From the Guidelines
Balanoposthitis should be treated with improved hygiene and topical antifungal or antibacterial creams, and in recurrent cases, circumcision may be recommended as a definitive treatment option. Balanoposthitis is an inflammation of the glans penis (balanitis) and the foreskin (posthitis) that occurs simultaneously. Treatment depends on the cause but typically includes improved hygiene and topical antifungal creams like clotrimazole 1% applied twice daily for 7-14 days if a fungal infection is present, as suggested by the Centers for Disease Control and Prevention in their 2002 guidelines for treating sexually transmitted diseases 1. For bacterial infections, antibacterial creams such as mupirocin 2% applied three times daily for 7-10 days may be prescribed. During treatment, it is essential to keep the area clean and dry by gently washing with warm water (avoiding soap), retracting the foreskin if possible, and thoroughly drying afterward. Avoiding sexual activity until symptoms resolve is also recommended.
Some key considerations in managing balanoposthitis include:
- Identifying the underlying cause of the infection to guide treatment
- Maintaining good hygiene to prevent the growth of microorganisms
- Using appropriate topical treatments based on the cause of the infection
- Considering circumcision in cases of recurrent balanoposthitis, especially if phimosis is a contributing factor, as circumcision may have a role in managing conditions like lichen sclerosus, which can cause similar symptoms 1.
If symptoms persist beyond two weeks of treatment, recur frequently, or are accompanied by severe pain, fever, or discharge, a medical evaluation is necessary to reassess the treatment plan and consider other potential causes or complications. The warm, moist environment under the foreskin creates ideal conditions for microorganism growth, particularly when hygiene is inadequate, making preventive measures crucial in managing and preventing balanoposthitis.
From the Research
Definition and Causes of Balanoposthitis
- Balanoposthitis is defined as inflammation of the glans penis and/or prepuce, with a wide range of causes including infection, dermatoses, and premalignancy 2.
- Infection is the most frequent cause, with various microorganisms reported, including Candida albicans, Staphylococcus spp., and groups B and D Streptococci 3.
- The clinical aspect of balanoposthitis is often non-specific, making diagnosis and treatment a challenge 3, 4.
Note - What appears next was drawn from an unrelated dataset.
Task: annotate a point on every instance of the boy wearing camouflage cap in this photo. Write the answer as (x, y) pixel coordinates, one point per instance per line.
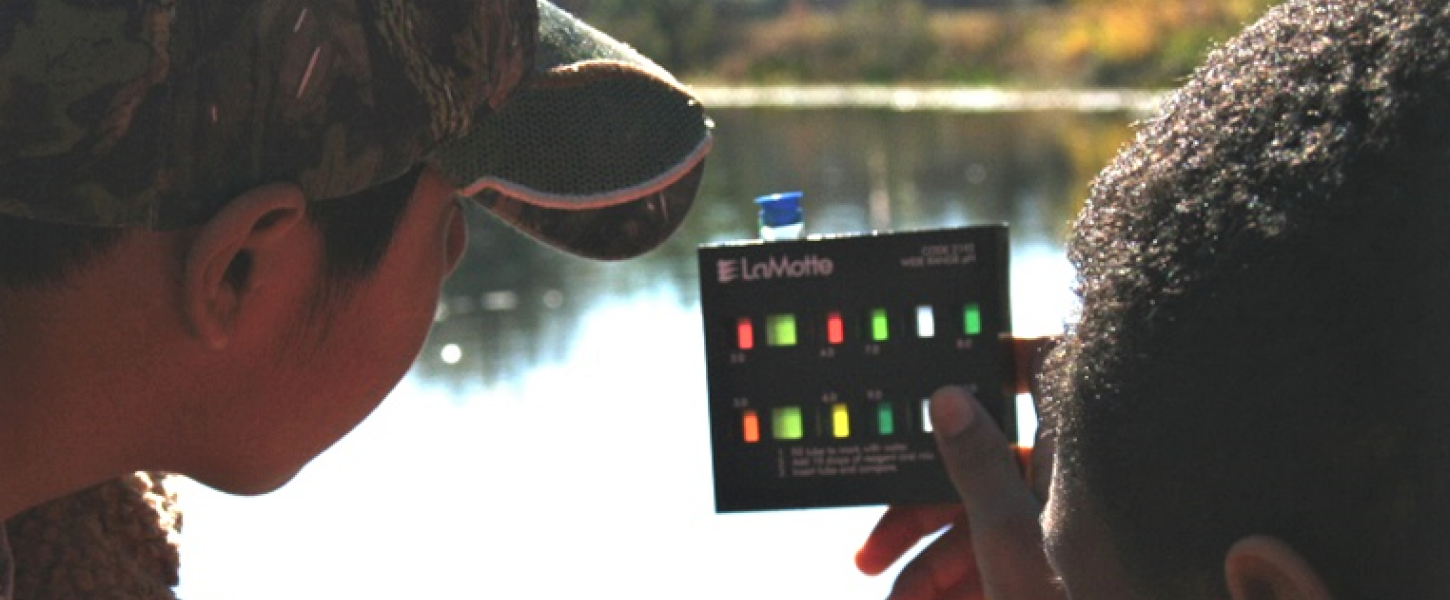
(224, 225)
Diagnosis and Treatment of Balanoposthitis
- A targeted medical history and clinical examination are necessary for correct diagnosis and treatment of balanoposthitis 4.
- Laboratory tests, such as culture studies, can help confirm the diagnosis and identify the underlying cause 3.
- Treatment options vary depending on the cause, with antifungal agents commonly used for infectious balanitis, and antibiotic therapy used for non-candida balanitis 3.
- The 2022 European guideline for the management of balanoposthitis provides updated recommendations for diagnosis and treatment, including management of infective balanitis and premalignant conditions 2.
Epidemiology and Complications of Balanoposthitis
- Balanoposthitis is a common condition, affecting 53.9% of male STD clinic patients in one study 3.
- Recurrences are common, with 12.7% of patients experiencing recurrences in one study 3.
- Premalignant conditions, such as penile intraepithelial neoplasia (PeIN), are a potential complication of balanoposthitis 2.
- High-quality evidence specific to the management of penile disease is not available for all conditions described, highlighting the need for further research 2, 5, 6.